Bild: Romanschauplatz Ardennenoffensive: Hitlers Plan, den Hafen von Antwerpen …
Wenige Tage vor Weihnachten 1944 starteten die deutschen Streitkräfte, die
von den Alliierten im Westen bereits auf das Vorkriegs-Reichsgebiet
zurückgetrieben worden waren, in den tief verschneiten belgischen Ardennen
eine Gegenoffensive.
Ziel der von Hitler persönlich ausgedachten Strategie war die Rückeroberung
des Hafens von Antwerpen, um so die westalliierten Armeen von ihren
Nachschublieferungen abzuschneiden und ihren Vormarsch aufzuhalten. Die
Überraschung gelang nur kurzzeitig; dann stieß der deutsche Angriff auf
massiven Widerstand.
Der Frontverlauf änderte sich mehrfach: Mal waren die Dörfer und Gehöfte
der Region von Deutschen besetzt, mal von Amerikanern. So auch der
halbzerstörte Vierseithof des Bauern Jules Paquet, wo am 21. Dezember ein
ungleiches Paar erscheint: ein einzelner amerikanischer Soldat und ein
kleines Mädchen. Paquets Tochter Jeanne „würde es nie vergessen, das
Auftauchen dieses seltsamen Paars im kalten Abendlicht, die sonderbaren
Blicke, hell seinerseits, tiefdunkel ihrerseits, zwei Augenpaare, die den
Eindruck machten, als gehörten sie wilden Tieren, von derselben Horde“.
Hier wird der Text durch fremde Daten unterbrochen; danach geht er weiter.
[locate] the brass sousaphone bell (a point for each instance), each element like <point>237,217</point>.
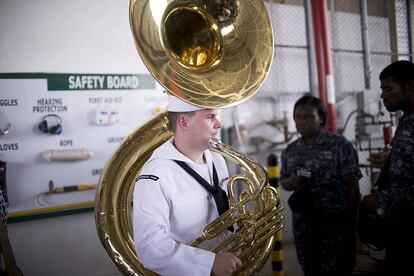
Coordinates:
<point>213,54</point>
Später werden die im Keller versammelten Bewohner des Hofs in einer
drastischen Szene erfahren, dass der sympathische amerikanische Offizier in
Wirklichkeit Deutscher oder vielmehr Deutsch-Kanadier ist (was seine
perfekten Englisch- und Französischkenntnisse erklärt), Angehöriger des
SS‑Kommandounternehmens „Greif“, bei dem Wehrmachtssoldaten unter dem
Befehl des berühmt‑berüchtigten SS‑Obersturmbannführers Otto Skorzeny in
US‑Uniformen und mit gegnerischen Gerät ausgerüstet hinter den alliierten
Linien Verwirrung stiften und Sabotageakte durchführen sollen.
## Rückverwandlung des Opfers in einen Menschen
Das siebenjährige Mädchen, Renée, ist eine jüdische Waise, die Matthias,
dem falschen Amerikaner, von ihrem belgischen Beschützer auf der Flucht vor
den heranrückenden Deutschen anvertraut worden war. Er, der die Wälder im
Norden Kanadas, wo er als Trapper gelebt hatte, verlassen hat, um sich an
dem Männerabenteuer Krieg zu beteiligen, half mit, Juden – einerlei ob
Kinder, Frauen oder Greise – skrupellos in die Konzentrationslager
abtransportieren zu lassen oder sie gleich an Ort und Stelle umzubringen.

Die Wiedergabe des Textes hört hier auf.